We have had enough of margins, always circling, Rarely reaching to the core. We are worn with endless shuffling, half asleep, Our boots […]
We have had enough of margins, always circling,
Rarely reaching to the core.
We are worn with endless shuffling, half asleep,
Our boots the proof of restlessness.
There is One who always beckons—
“Come to Me, all who need rest.
In the center of My friendship
All are barefoot; all are blessed.”
In His mercy, God has given to this remnant people joys that make this journey sweet. We have been blessed to know the fundamental truth that we are the “creatures of His hand,” the special act of divine intention, not the accident of chance. In a world that doubts a purpose, we assert a clear beginning, even as we preach the End.

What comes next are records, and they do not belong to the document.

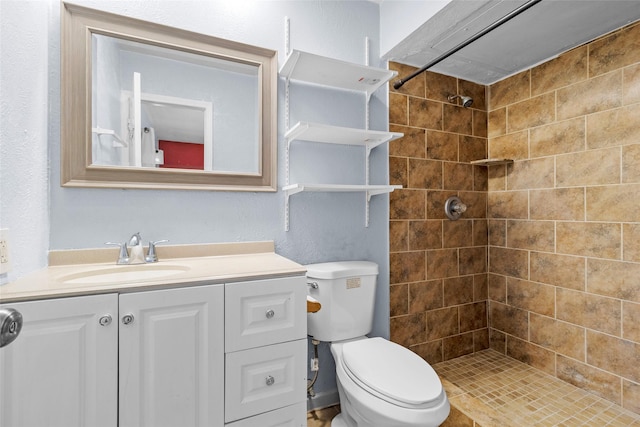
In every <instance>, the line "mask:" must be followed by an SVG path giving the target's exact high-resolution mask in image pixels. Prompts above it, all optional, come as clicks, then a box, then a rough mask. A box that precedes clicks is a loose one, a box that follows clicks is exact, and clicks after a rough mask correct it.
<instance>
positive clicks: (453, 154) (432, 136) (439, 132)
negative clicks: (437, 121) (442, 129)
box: [426, 130, 458, 162]
mask: <svg viewBox="0 0 640 427" xmlns="http://www.w3.org/2000/svg"><path fill="white" fill-rule="evenodd" d="M426 132H427V158H429V159H434V160H449V161H452V162H456V161H458V135H457V134H455V133H448V132H440V131H436V130H427V131H426Z"/></svg>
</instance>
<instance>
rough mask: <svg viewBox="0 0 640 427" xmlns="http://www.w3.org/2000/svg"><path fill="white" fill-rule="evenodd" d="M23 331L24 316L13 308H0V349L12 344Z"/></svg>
mask: <svg viewBox="0 0 640 427" xmlns="http://www.w3.org/2000/svg"><path fill="white" fill-rule="evenodd" d="M21 330H22V314H20V312H19V311H18V310H15V309H13V308H0V347H4V346H5V345H9V344H11V343H12V342H13V341H14V340H15V339H16V338H18V334H20V331H21Z"/></svg>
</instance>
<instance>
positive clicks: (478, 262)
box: [459, 247, 487, 274]
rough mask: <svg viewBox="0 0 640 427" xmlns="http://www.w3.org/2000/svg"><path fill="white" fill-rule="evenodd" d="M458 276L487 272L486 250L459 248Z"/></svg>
mask: <svg viewBox="0 0 640 427" xmlns="http://www.w3.org/2000/svg"><path fill="white" fill-rule="evenodd" d="M459 257H460V274H479V273H486V272H487V248H486V247H476V248H460V249H459Z"/></svg>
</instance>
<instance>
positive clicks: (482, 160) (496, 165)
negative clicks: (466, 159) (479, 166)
mask: <svg viewBox="0 0 640 427" xmlns="http://www.w3.org/2000/svg"><path fill="white" fill-rule="evenodd" d="M511 163H513V160H511V159H481V160H474V161H472V162H471V164H472V165H477V166H497V165H508V164H511Z"/></svg>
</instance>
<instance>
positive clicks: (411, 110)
mask: <svg viewBox="0 0 640 427" xmlns="http://www.w3.org/2000/svg"><path fill="white" fill-rule="evenodd" d="M392 107H393V105H392ZM389 120H390V121H391V119H389ZM392 123H396V122H392ZM400 124H404V123H400ZM408 124H409V126H415V127H420V128H425V129H436V130H442V103H441V102H434V101H428V100H426V99H422V98H409V123H408Z"/></svg>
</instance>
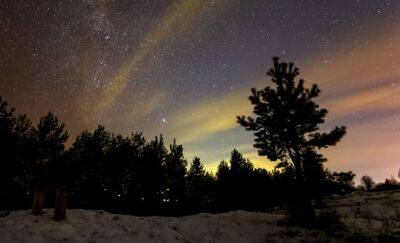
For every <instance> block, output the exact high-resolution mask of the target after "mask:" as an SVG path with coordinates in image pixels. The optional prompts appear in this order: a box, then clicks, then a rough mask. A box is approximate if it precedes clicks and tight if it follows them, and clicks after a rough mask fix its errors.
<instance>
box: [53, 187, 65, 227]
mask: <svg viewBox="0 0 400 243" xmlns="http://www.w3.org/2000/svg"><path fill="white" fill-rule="evenodd" d="M67 198H68V195H67V191H66V190H65V189H64V188H58V189H57V193H56V202H55V205H54V220H56V221H60V220H64V219H65V217H66V213H67Z"/></svg>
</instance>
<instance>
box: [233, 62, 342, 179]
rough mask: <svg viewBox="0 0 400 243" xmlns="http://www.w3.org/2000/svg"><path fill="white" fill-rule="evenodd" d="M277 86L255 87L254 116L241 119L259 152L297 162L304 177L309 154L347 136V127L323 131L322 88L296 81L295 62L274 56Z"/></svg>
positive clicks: (335, 143) (299, 172)
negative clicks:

We are graced to know the Sabbath, without which this world’s whirring gears would grind to an unproductive halt. Here we see and sense the rhythm for which our lives were planned and made. Sabbath keeps us by reminding us each seventh day that life is grace, and grace is all.
We are made anew through living out the values of a kingdom in which health and holiness go hand in hand like children playing in the sun. Food and water, rest and trust—these are gifts that build life back into our years.
And we know that when our threescore years and ten are done, we will wait the call of the Life-giver, who will show again His resurrecting power.
But in all these there is a Center. Suffused through each central Adventist belief is One we ought not miss—we dare not miss. As we sing Creation hymns; as we preach a time of judgment; as we stop our work at sundown; as we honor God with our bodies—we must hold to Him who was, and is, and always will be central to the remnant’s faith.
It is Christ who forms His remnant, not our choices nor our living. It is deep acquaintance with His heart that brings coherence to the truths we teach, the songs we sing, the mission and the message that now goes around the world, as Ellen White once said, “like streams of light.”
Let us covenant with Him who loves to keep covenant with His people that we will make knowing Jesus chief among the things we do. Every sermon, every lesson, every keeping of His holy Sabbath, must put Him at the center. “He is before all things, and in him all things hold together. And he is the head of the body, the church; he is the beginning and the firstborn from among the dead, so that in everything he might have the supremacy” (Col. 1:17, 18, NIV).
The church I want to belong to always puts Jesus at the center.